DASH: A Meta-Attack Framework for Synthesizing Effective and Stealthy Adversarial Examples
Abdullah Al Nomaan Nafi, Habibur Rahaman, Zafaryab Haider, Tanzim Mahfuz, Fnu Suya, Swarup Bhunia, Prabuddha Chakraborty
TL;DR
DASH introduces a differentiable, meta-attack framework that learns to combine multiple LP-constrained base attacks through soft-attention across multiple stages to produce adversarial examples with high attack success and perceptual fidelity. By optimizing a meta-loss that balances misclassification and perceptual similarity, it generalizes across robust defenses and transfers well in black-box settings. Empirical results on CIFAR-10/100 and ImageNet show substantial gains over state-of-the-art perceptual attacks, with strong transferability and resilience under post-processing defenses. The framework provides a flexible, automated approach to evaluate robustness without handcrafted adaptive attacks for each defense, opening paths for broader applications and extensions to multimodal tasks.
Abstract
Numerous techniques have been proposed for generating adversarial examples in white-box settings under strict Lp-norm constraints. However, such norm-bounded examples often fail to align well with human perception, and only recently have a few methods begun specifically exploring perceptually aligned adversarial examples. Moreover, it remains unclear whether insights from Lp-constrained attacks can be effectively leveraged to improve perceptual efficacy. In this paper, we introduce DAASH, a fully differentiable meta-attack framework that generates effective and perceptually aligned adversarial examples by strategically composing existing Lp-based attack methods. DAASH operates in a multi-stage fashion: at each stage, it aggregates candidate adversarial examples from multiple base attacks using learned, adaptive weights and propagates the result to the next stage.
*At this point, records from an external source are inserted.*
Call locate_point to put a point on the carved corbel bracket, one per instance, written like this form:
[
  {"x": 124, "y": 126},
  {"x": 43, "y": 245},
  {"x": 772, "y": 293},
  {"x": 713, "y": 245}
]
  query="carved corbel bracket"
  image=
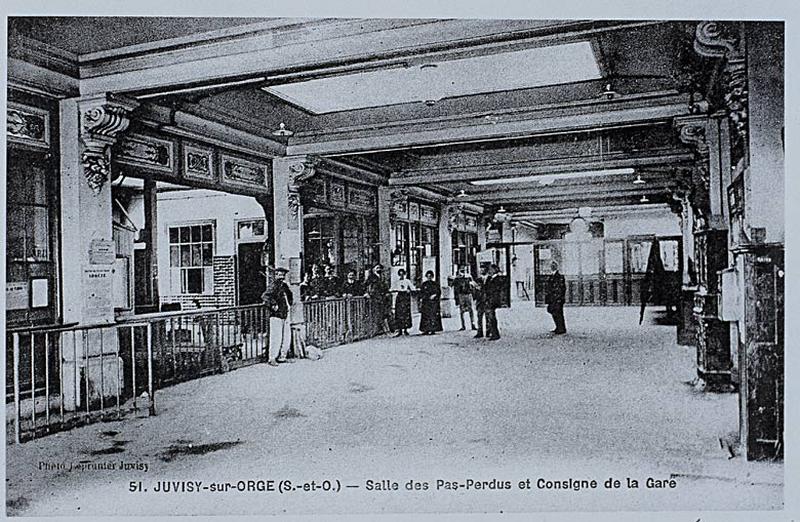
[
  {"x": 302, "y": 171},
  {"x": 395, "y": 197},
  {"x": 718, "y": 40},
  {"x": 724, "y": 41},
  {"x": 103, "y": 120},
  {"x": 455, "y": 214},
  {"x": 692, "y": 131},
  {"x": 294, "y": 210}
]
A novel meta-loss function guides this process by jointly minimizing misclassification loss and perceptual distortion, enabling the framework to dynamically modulate the contribution of each base attack throughout the stages. We evaluate DAASH on adversarially trained models across CIFAR-10, CIFAR-100, and ImageNet. Despite relying solely on Lp-constrained based methods, DAASH significantly outperforms state-of-the-art perceptual attacks such as AdvAD -- achieving higher attack success rates (e.g., 20.63\% improvement) and superior visual quality, as measured by SSIM, LPIPS, and FID (improvements $\approx$ of 11, 0.015, and 5.7, respectively). Furthermore, DAASH generalizes well to unseen defenses, making it a practical and strong baseline for evaluating robustness without requiring handcrafted adaptive attacks for each new defense.